Una delle principali attività di Arsial attiene alla biodiversità e alle risorse genetiche autoctone, in base alle competenze affidate all’Agenzia dalla legge regionale 15/2000. Lo ha rimarcato il presidente dell’ente Mario Ciarla, nell’intervista rilasciata a L’Informatore Agrario. Su questo fronte – ha evidenziato – «abbiamo un approccio multidisciplinare e stiamo lavorando, in collaborazione con diverse università (quella della Tuscia in primis) a diversi progetti di ricerca; soprattutto siamo depositari della banca genetica che è ubicata qui, nella nostra sede centrale dell’Arsial, a Roma in via Lanciani».

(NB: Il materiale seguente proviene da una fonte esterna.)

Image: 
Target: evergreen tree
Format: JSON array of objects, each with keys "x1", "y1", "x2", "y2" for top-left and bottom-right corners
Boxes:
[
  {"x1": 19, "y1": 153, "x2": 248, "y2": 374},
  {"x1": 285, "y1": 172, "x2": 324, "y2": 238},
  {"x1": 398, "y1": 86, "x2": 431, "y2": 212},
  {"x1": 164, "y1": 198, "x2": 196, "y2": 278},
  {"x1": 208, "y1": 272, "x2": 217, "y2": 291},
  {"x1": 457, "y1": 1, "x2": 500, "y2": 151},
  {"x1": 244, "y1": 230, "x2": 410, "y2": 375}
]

Quella della biodiversità è una delle materie a cui l’Agenzia tiene di più. «Cerchiamo – ha osservato Mario Ciarla – di far comprendere una cosa che, tutto sommato, dovrebbe essere evidente ma che così evidente non è: la tutela della biodiversità è alla base del futuro della nostra vita perché quando una specie scompare, scompare per sempre».
Arsial è impegnata a riscoprire e censire le risorse genetiche autoctone attraverso lo strumento del “Registro regionale delle risorse animali e vegetali”; lo fa, sulla scorta di centinaia di segnalazioni di risorse presenti sul territorio, per implementare le oltre 240 varietà vegetali già iscritte nel Registro.
Altro argomento particolarmente a cuore ad Arsial è quello del coinvolgimento dei produttori e della realizzazione di “comunità d’interesse”. La necessità di fare “comunità”, nasce dall’esigenza di superare la frammentazione, la parcellizzazione del settore agricolo. Unire non solo per fare massa critica di prodotto, ma anche per riuscire a cogliere le opportunità che ci sono, attraverso i bandi pubblici; unire per fare progettualità e quindi per crescere.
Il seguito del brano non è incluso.